Overview
Load balancers distribute network traffic across multiple pods, providing high availability, scalability, and external access to your Kubernetes services.
Service Types
Kubernetes provides several service types for exposing applications:
ClusterIP (Default)
Exposes the service on an internal IP within the cluster.
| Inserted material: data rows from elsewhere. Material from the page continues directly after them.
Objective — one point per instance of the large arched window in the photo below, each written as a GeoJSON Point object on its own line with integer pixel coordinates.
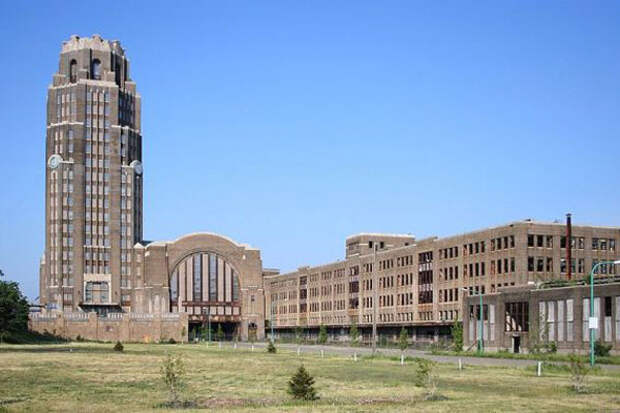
{"type": "Point", "coordinates": [202, 280]}
{"type": "Point", "coordinates": [96, 69]}
{"type": "Point", "coordinates": [73, 71]}
{"type": "Point", "coordinates": [97, 292]}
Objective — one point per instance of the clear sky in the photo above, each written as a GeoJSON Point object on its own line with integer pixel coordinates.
{"type": "Point", "coordinates": [291, 125]}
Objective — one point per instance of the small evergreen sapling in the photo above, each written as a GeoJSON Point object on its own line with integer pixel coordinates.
{"type": "Point", "coordinates": [425, 377]}
{"type": "Point", "coordinates": [322, 334]}
{"type": "Point", "coordinates": [579, 370]}
{"type": "Point", "coordinates": [172, 371]}
{"type": "Point", "coordinates": [219, 334]}
{"type": "Point", "coordinates": [403, 341]}
{"type": "Point", "coordinates": [301, 385]}
{"type": "Point", "coordinates": [354, 334]}
{"type": "Point", "coordinates": [457, 336]}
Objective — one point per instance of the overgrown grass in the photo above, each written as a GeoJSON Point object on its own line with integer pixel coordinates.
{"type": "Point", "coordinates": [557, 357]}
{"type": "Point", "coordinates": [92, 377]}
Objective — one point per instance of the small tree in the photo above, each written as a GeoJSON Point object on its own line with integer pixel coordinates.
{"type": "Point", "coordinates": [579, 370]}
{"type": "Point", "coordinates": [219, 335]}
{"type": "Point", "coordinates": [601, 349]}
{"type": "Point", "coordinates": [425, 377]}
{"type": "Point", "coordinates": [13, 309]}
{"type": "Point", "coordinates": [301, 385]}
{"type": "Point", "coordinates": [537, 336]}
{"type": "Point", "coordinates": [299, 335]}
{"type": "Point", "coordinates": [457, 336]}
{"type": "Point", "coordinates": [322, 334]}
{"type": "Point", "coordinates": [403, 340]}
{"type": "Point", "coordinates": [172, 371]}
{"type": "Point", "coordinates": [354, 334]}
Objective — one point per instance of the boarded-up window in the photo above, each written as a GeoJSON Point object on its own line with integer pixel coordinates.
{"type": "Point", "coordinates": [517, 316]}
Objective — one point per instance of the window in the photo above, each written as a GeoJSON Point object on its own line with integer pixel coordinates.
{"type": "Point", "coordinates": [197, 272]}
{"type": "Point", "coordinates": [517, 316]}
{"type": "Point", "coordinates": [73, 71]}
{"type": "Point", "coordinates": [96, 69]}
{"type": "Point", "coordinates": [96, 292]}
{"type": "Point", "coordinates": [212, 277]}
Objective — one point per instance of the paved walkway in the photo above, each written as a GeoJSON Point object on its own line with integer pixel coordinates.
{"type": "Point", "coordinates": [476, 361]}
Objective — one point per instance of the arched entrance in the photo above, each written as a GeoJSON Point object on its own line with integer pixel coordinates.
{"type": "Point", "coordinates": [205, 285]}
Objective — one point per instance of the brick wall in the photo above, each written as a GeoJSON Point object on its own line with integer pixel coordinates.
{"type": "Point", "coordinates": [127, 327]}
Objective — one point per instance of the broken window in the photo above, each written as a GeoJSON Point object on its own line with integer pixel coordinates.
{"type": "Point", "coordinates": [517, 316]}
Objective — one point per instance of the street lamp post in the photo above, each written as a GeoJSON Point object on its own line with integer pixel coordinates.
{"type": "Point", "coordinates": [271, 322]}
{"type": "Point", "coordinates": [592, 328]}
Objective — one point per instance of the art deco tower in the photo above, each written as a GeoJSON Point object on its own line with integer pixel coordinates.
{"type": "Point", "coordinates": [93, 191]}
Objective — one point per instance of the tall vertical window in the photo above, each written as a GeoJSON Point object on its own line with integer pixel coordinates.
{"type": "Point", "coordinates": [73, 71]}
{"type": "Point", "coordinates": [174, 282]}
{"type": "Point", "coordinates": [197, 277]}
{"type": "Point", "coordinates": [96, 69]}
{"type": "Point", "coordinates": [235, 286]}
{"type": "Point", "coordinates": [212, 277]}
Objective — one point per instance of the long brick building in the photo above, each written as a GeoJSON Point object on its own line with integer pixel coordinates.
{"type": "Point", "coordinates": [421, 283]}
{"type": "Point", "coordinates": [97, 262]}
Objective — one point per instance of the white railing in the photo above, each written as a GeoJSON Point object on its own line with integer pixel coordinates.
{"type": "Point", "coordinates": [141, 316]}
{"type": "Point", "coordinates": [43, 317]}
{"type": "Point", "coordinates": [76, 316]}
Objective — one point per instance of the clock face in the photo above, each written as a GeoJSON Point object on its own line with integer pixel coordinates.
{"type": "Point", "coordinates": [137, 166]}
{"type": "Point", "coordinates": [54, 161]}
Only accessible from within the cluster.
apiVersion : v1
kind : Service
metadata :
name : internal-service
spec :
type : ClusterIP
selector :
app : backend
ports :
- protocol : TCP
port : 80
targetPort : 8080
Use cases : Internal microservices communication, databases, caches
NodePort
Exposes the service on each node’s IP at a static port (30000-32767 by default).
apiVersion : v1
kind : Service
metadata :
name : nodeport-service
spec :
type : NodePort
selector :
app : backend
ports :
- protocol : TCP
port : 80
targetPort : 8080
nodePort : 30080 # Optional, auto-assigned if omitted
Use cases : Development environments, direct node access needed
LoadBalancer
Provisions an external load balancer (cloud provider dependent) with a stable external IP.
apiVersion : v1
kind : Service
metadata :
name : loadbalancer-service
spec :
type : LoadBalancer
selector :
app : backend
ports :
- protocol : TCP
port : 80
targetPort : 8080
Use cases : Production services requiring external access, when Ingress is not suitable
GKE Load Balancer Configuration
Network Load Balancer (L4)
GKE creates a regional Network Load Balancer by default for LoadBalancer services:
apiVersion : v1
kind : Service
metadata :
name : exchange-api
annotations :
# Use TCP load balancing (default)
cloud.google.com/load-balancer-type : "External"
spec :
type : LoadBalancer
selector :
app : exchange-api
ports :
- name : http
protocol : TCP
port : 80
targetPort : 8080
- name : https
protocol : TCP
port : 443
targetPort : 8443
Internal Load Balancer
For services that should only be accessible from within your VPC:
apiVersion : v1
kind : Service
metadata :
name : internal-api
annotations :
cloud.google.com/load-balancer-type : "Internal"
spec :
type : LoadBalancer
selector :
app : internal-api
ports :
- protocol : TCP
port : 80
targetPort : 8080
Static External IP
Assign a reserved static IP to your load balancer:
# Reserve a static IP
gcloud compute addresses create exchange-api-ip --region=us-central1
# Get the IP address
gcloud compute addresses describe exchange-api-ip --region=us-central1 --format= "get(address)"
apiVersion : v1
kind : Service
metadata :
name : exchange-api
spec :
type : LoadBalancer
loadBalancerIP : 34.123.45.67 # Your reserved IP
selector :
app : exchange-api
ports :
- protocol : TCP
port : 80
targetPort : 8080
Using Ingress with Load Balancer
The recommended approach is to use a single LoadBalancer for the NGINX Ingress Controller:
# Ingress Controller exposes a LoadBalancer service
apiVersion : v1
kind : Service
metadata :
name : ingress-nginx-controller
namespace : ingress-nginx
spec :
type : LoadBalancer
selector :
app.kubernetes.io/name : ingress-nginx
ports :
- name : http
port : 80
targetPort : http
- name : https
port : 443
targetPort : https
Then route traffic to multiple services using Ingress rules:
apiVersion : networking.k8s.io/v1
kind : Ingress
metadata :
name : app-ingress
spec :
ingressClassName : nginx
rules :
- host : api.example.com
http :
paths :
- path : /
pathType : Prefix
backend :
service :
name : api-service
port :
number : 80
Using Ingress with a single LoadBalancer is more cost-effective than creating multiple LoadBalancer services, as cloud providers charge per load balancer.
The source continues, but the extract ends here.